UK manufacturing is coming home

While trading is tough and costs are rising, Caldeira, boss of a Merseyside cushion company of the same name, offers a 30 per cent increase. It sounds like a huge hike compared with the measly 1.4 per cent average annual raise that UK workers endured in 2011 reports The Telegraph.

But this is China, where a combination of inflation and manufacturing migration is resulting in spiralling wage demands from the workers who remain in the country’s east-coast production heartland. Xiao is not impressed with the offer – she says it’s her way, in the form of a 50 per cent pay rise, or the highway.

Caldeira appears almost powerless, a remarkable reversal of fortunes from when he first arrived in China in 2003.

“Millions of workers coming to the coast meant there was always a plentiful supply of labour. Now Chinese manufacturers are moving inland because of the prices in the booming coastal cities. The workers can stay closer to home, so what’s left is more jobs than workers. Eighteen months ago, we really started to struggle to get staff.”

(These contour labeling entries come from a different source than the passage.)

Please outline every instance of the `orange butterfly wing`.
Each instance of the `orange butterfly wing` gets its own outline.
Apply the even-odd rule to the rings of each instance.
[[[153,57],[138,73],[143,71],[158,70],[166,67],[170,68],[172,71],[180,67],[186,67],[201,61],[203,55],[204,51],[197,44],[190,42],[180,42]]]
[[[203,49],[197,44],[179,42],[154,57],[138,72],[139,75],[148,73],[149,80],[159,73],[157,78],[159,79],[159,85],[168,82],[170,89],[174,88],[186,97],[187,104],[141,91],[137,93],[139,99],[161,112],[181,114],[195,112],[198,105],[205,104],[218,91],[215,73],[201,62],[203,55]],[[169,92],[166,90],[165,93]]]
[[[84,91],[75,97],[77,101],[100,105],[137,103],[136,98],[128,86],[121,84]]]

Chinese jobs fairs now resemble a pre-Big Bang trading floor, he says. The salaries, shown on whiteboards, move by the minute, mostly upwards, as workers’ demands push up prices. “It’s wage inflation in front of your eyes.” Prospective staff can even expect to be shown workplaces to see if they meet their standards.

With 2.65m people unemployed in the UK and the economy still vulnerable to a reliance on financial services, “repatriation” of manufacturing sounds an attractive concept. But can UK workers compete with their Chinese counterparts on cost, skills and commitment?
The early signs were not encouraging for Caldeira, who began his hunt for staff at the job centre.

The jobs Caldeira is creating don’t pay much more than minimum wage, so the focus is inevitably on youngsters or the unemployed. This has provided an illuminating “snapshot of Britain”, he says. “Half of the young people we’ve taken on are just glad to have some work and build a career. The other half don’t want to know.”

Caldeira is undeterred, however, and believes investing in training willing young people will eventually pay off.

Emma Bridgewater, who has been manufacturing pottery and textiles in Stoke for 27 years, says she’s got the proof that a “quixotic” faith in UK manufacturing needn’t end in disaster. When her manufacturing partner went bust in the early 1990s, she resisted calls to follow the Eastern tide and bought the assets.

“People told me I was cuckoo. At times it’s been ghastly, but also worthwhile,” she says. Now she’s hoping more companies that moved offshore will start to follow Caldeira home. “I’m constantly astonished more people aren’t doing what Tony is.”

Having built a manufacturing operation while counterparts were either dying or leaving home, she insists the right workers can be found – if bosses are willing to be patient and not believe the “myth” that it’s too hard to hire and fire staff in the UK.

“The staff are often not madly enthusiastic at first. There’s a scepticism which is often born of years of very bad treatment. But people do want to work.

“We hire and fire a bit – if we have to we can adjust our capacity quite sharply. Get a good lawyer and you can get rid of people if you have to.”